All the years of pent-up guilt, of not giving to beggars or buskers overwhelmed me, and I bought a pen from him. In fact I felt so guilty that I told him he could keep the change if he didn’t have any. He gave me my change, nevertheless. He said a few God Bless You’s to everyone, then left.
Does the pen work? Someone joked. I drew a blue line on my napkin. I was glad it worked. On our way out of the coffeeshop, I noted that he managed to sell three other pens in a matter of minutes. Going by the rate of sales, we calculated that he could very well earn over S$200 an hour, in crowded areas.
However when I went back and tested the pen again, it dried out. On normal paper. And on other, normal paper. I was starting to worry. Was my faith in that man misguided? What if all those stories I’ve been hearing about fraudsters pretending to collect for charity, or beggars who live in condominiums (there was such a guy in Bristol who used to beg outside the Hawthornes), were true?
Finally, my last scribble on a Post-It pad proved that the pen was still working. My mind was put to rest. I felt a little bad for doubting the courteous man.

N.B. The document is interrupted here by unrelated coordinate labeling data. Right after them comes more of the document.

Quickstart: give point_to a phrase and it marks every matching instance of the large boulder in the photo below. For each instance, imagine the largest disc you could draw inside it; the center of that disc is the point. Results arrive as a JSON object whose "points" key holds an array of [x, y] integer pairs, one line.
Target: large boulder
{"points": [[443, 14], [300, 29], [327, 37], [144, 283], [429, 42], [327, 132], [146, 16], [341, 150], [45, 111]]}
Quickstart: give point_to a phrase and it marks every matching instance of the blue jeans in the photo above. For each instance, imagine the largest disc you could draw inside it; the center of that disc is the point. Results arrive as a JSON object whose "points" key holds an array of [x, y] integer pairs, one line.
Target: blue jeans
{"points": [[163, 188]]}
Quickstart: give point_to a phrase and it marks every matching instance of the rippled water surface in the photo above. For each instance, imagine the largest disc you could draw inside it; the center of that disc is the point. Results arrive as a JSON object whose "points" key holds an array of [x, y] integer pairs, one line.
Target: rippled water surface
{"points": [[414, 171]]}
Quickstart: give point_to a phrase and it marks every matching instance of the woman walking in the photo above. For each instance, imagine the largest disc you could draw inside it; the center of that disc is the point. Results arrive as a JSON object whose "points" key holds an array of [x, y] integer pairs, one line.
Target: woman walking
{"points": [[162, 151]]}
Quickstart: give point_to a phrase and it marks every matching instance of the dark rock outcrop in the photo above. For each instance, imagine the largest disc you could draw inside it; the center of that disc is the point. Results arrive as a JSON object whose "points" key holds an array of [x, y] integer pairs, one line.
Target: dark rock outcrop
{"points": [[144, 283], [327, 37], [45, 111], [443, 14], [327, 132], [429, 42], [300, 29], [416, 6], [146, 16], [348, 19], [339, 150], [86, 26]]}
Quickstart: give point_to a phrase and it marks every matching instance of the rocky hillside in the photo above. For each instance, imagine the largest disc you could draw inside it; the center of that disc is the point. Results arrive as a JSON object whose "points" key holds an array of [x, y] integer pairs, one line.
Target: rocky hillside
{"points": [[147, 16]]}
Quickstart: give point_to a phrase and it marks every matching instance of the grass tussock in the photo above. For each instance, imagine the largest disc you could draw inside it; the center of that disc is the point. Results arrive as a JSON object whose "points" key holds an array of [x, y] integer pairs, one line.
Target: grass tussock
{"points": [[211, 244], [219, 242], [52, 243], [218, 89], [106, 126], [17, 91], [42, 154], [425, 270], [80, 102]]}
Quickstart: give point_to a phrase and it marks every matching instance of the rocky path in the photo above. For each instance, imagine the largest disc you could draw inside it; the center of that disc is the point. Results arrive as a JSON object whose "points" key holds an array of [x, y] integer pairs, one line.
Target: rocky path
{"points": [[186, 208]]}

I then decided that the next time I feel the urge to give to someone, I’ll do it. There’s no point wondering whether the handicapped beggar is really handicapped. Or whether he’s earning much more than you are by just sitting in an underground passageway, playing a keyboard. If they tell me they really need the money to feed their family, as far as I’m concerned, I’ll believe them. Call me a fool, but it’s their own conscience they have to answer to, and to God as well, if anyone was deceived. It’s not like they want a million bucks from us, anyway, just some loose change. I should be grateful that I still have a job, that I’m still getting paid, that I still have some money to spend.
At Bible Studies class this evening, we covered the final chapters of the book of John, where Christ visited the ‘doubting’ Thomas to prove He had risen from the dead. I realised I’ve become cynical myself, led by stories of deception, of trust being breached, and doubt becomes a human defence mechanism. What you don’t believe in, won’t hurt you. So, we tend to not believe in anything, or hardly anything, at all.
In a world full of deceptions, what we need is the power of discernment. That is something I should pray for.